Some European airlines are beginning to share the impact of the Trump Administration’s trade wars, with one airline reporting slowing demand and another reporting no change.
Reuters reported that British airline Virgin Atlantic is seeing a slowing demand in the United States after a strong beginning to the year.
In contrast, the CFO of German airline Lufthansa told the newspaper Boersen-Zeitung that the airline hasn’t experienced a decline in bookings to and from the United States.
“Our important transatlantic business continues to look very good,” said Till Streichert of Lufthansa.
Germany was one of several European countries that recently updated its travel advice for citizens heading to the United States after several Germans were detained without cause at entry to the United States.

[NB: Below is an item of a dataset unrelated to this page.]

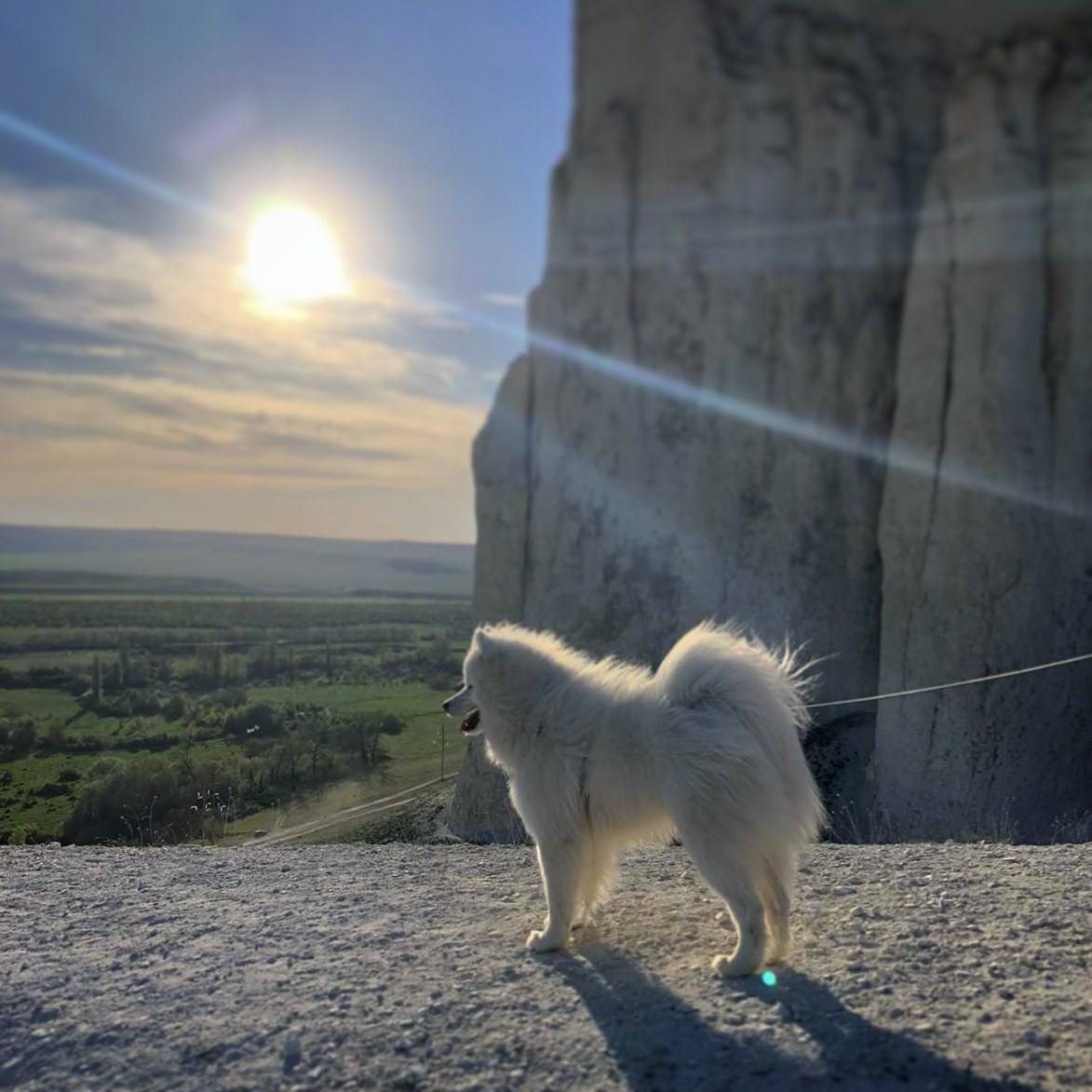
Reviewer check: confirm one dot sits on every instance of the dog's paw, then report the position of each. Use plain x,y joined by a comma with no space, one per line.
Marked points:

Several airlines within the United States reassessed and lowered their profit forecasts for at least the first quarter of 2025, largely due to the prospect of economic pressures caused by the trade wars and recent safety concerns within the American airspace. A Tourism Economics report found that an escalating trade war could cost the United States billions in tourism spending.
Canadian airline WestJet also noted that the trade war and “Buy Canada” movement is already discouraging Canadians from visiting the United States.
A new report from IATA also found that in February, when air passenger demand reached record levels for every other region of the world, it decreased in North America, mainly due to “the current concerns of US consumers regarding policy and economic factors.”
Still, IATA’s Director General, Willie Walsh, didn’t express concern about the trade war impacting travel: “It’s additional uncertainty which we never welcome but we’ve always been able to manage.”
He said the Trump Administration will likely encourage consolidation, which he thinks would be a “net positive” for airlines.